Después de que todos se hubieran sentado, Ted empezó su discurso. Las diapositivas eran principalmente fotos del gran mapa que existía en Eolo, describiendo en una secuencia gráfica como persistiría la sequía y empeoraría durante el resto del año.
— Y todavía estamos pendiente abajo — resumí -. La sequía ni siquiera ha llegado aún al fondo; queda por venir lo peor.
— Espere un momento ahora — interrumpió Arnold. Era un hombre enjuto, de marcados rasgos, el pelo ralo y peinado para cubrir las zonas calvas.
Ted apagó el proyector y las luces de la habitación se encendieron.
— ¿Cuánta fe podemos tener en esas predicciones? Preguntó Arnold -. Seis meses de anticipación son demasiado para sacar conclusiones concretas.
— Media docena de grandes firmas comerciales están adquiriendo nuestras predicciones a largo plazo. Y aun cuando las predicciones con seis meses de antelación no son tan de confianza como nuestras predicciones quince dias, siguen mostrando la tendencia general. La sequía va a estar con nosotros durante largo tiempo.
— Hay una gran diferencia entre dos semanas y seis meses.
Ted caminó despacio hasta la silla del meteorólogo, su rostro enrojeciéndose.

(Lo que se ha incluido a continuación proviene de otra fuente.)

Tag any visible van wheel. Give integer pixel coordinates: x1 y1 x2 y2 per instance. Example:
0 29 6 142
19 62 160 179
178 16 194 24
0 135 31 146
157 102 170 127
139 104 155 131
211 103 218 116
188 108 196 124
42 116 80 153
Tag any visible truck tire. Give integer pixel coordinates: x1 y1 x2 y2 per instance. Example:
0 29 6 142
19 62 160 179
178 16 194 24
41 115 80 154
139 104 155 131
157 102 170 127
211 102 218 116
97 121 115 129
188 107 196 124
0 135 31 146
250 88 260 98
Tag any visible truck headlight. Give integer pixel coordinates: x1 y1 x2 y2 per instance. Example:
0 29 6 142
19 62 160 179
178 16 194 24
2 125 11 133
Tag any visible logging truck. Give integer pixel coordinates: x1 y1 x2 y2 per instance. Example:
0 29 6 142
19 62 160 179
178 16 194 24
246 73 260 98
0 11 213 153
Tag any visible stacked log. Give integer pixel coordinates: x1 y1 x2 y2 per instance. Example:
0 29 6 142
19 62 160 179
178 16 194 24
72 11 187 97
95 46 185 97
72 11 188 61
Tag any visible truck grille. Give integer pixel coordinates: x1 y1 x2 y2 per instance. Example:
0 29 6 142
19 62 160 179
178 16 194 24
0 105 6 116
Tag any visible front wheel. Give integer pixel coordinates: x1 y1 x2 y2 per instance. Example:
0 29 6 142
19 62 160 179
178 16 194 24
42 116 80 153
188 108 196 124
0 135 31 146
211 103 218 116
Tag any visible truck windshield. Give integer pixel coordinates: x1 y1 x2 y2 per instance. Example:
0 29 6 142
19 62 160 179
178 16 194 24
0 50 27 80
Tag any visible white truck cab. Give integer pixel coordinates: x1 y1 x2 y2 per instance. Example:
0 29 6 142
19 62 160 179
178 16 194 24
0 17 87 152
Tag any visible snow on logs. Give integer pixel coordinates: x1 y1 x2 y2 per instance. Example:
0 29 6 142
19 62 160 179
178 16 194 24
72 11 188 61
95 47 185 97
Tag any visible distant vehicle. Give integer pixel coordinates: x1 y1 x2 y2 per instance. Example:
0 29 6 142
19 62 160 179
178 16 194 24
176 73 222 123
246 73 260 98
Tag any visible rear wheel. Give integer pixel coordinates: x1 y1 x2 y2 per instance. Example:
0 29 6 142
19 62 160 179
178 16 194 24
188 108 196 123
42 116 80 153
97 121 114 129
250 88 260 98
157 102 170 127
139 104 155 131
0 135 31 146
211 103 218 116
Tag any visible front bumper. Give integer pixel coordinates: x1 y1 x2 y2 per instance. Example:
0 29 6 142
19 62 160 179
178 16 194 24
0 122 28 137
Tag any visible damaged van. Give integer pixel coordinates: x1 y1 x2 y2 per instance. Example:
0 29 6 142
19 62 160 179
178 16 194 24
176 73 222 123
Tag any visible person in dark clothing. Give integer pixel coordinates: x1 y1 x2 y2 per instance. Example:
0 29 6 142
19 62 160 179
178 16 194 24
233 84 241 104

Antes de que pudiesen decir nada, intervine yo.
— Creo que nuestro método de predicción es mucho más detallado que el del Departamento de Meteorología, por lo que una predicción de seis meses será considerablemente más exacta de lo que usted pueda imaginar a primera vista.

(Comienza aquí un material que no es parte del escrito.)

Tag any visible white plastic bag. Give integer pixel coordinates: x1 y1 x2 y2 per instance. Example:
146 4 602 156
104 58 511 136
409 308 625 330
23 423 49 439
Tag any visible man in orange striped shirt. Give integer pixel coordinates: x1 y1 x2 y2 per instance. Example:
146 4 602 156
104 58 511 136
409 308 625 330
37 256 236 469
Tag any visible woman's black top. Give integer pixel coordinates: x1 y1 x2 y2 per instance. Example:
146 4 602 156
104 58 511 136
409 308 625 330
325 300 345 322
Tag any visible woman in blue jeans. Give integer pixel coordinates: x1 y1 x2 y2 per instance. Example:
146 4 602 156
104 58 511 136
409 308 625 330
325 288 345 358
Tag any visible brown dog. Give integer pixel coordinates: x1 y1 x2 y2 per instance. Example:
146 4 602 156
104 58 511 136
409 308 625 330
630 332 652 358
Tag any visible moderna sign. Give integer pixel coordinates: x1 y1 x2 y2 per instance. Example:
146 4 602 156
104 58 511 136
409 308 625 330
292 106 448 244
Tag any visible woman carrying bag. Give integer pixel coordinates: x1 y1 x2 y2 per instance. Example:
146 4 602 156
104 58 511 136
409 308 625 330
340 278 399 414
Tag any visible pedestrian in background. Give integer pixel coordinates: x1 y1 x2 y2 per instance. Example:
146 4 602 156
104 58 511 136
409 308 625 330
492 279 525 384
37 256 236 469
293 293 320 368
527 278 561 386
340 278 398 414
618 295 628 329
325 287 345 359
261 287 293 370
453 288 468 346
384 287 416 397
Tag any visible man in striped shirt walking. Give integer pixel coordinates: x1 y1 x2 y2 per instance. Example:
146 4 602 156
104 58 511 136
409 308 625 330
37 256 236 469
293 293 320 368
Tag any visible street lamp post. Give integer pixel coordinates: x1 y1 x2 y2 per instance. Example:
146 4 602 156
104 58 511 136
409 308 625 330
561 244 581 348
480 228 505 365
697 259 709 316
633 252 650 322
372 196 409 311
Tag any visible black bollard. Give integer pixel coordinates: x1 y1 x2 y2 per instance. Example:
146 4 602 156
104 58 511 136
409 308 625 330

Ted, cerniéndose sobre el señor Arnold, añadió con una voz a duras penas controlada.
— El lunes por la mañana enviaré a cada uno de ustedes una predicción regular semanal. Se predecirá con exactitud las condiciones del tiempo, hora a hora, para cada sección de Nueva Inglaterra durante los siguientes catorce días. Compárenla con cualquier otra predicción que quieran ustedes… no existirá ninguna tan segura o tan detallada.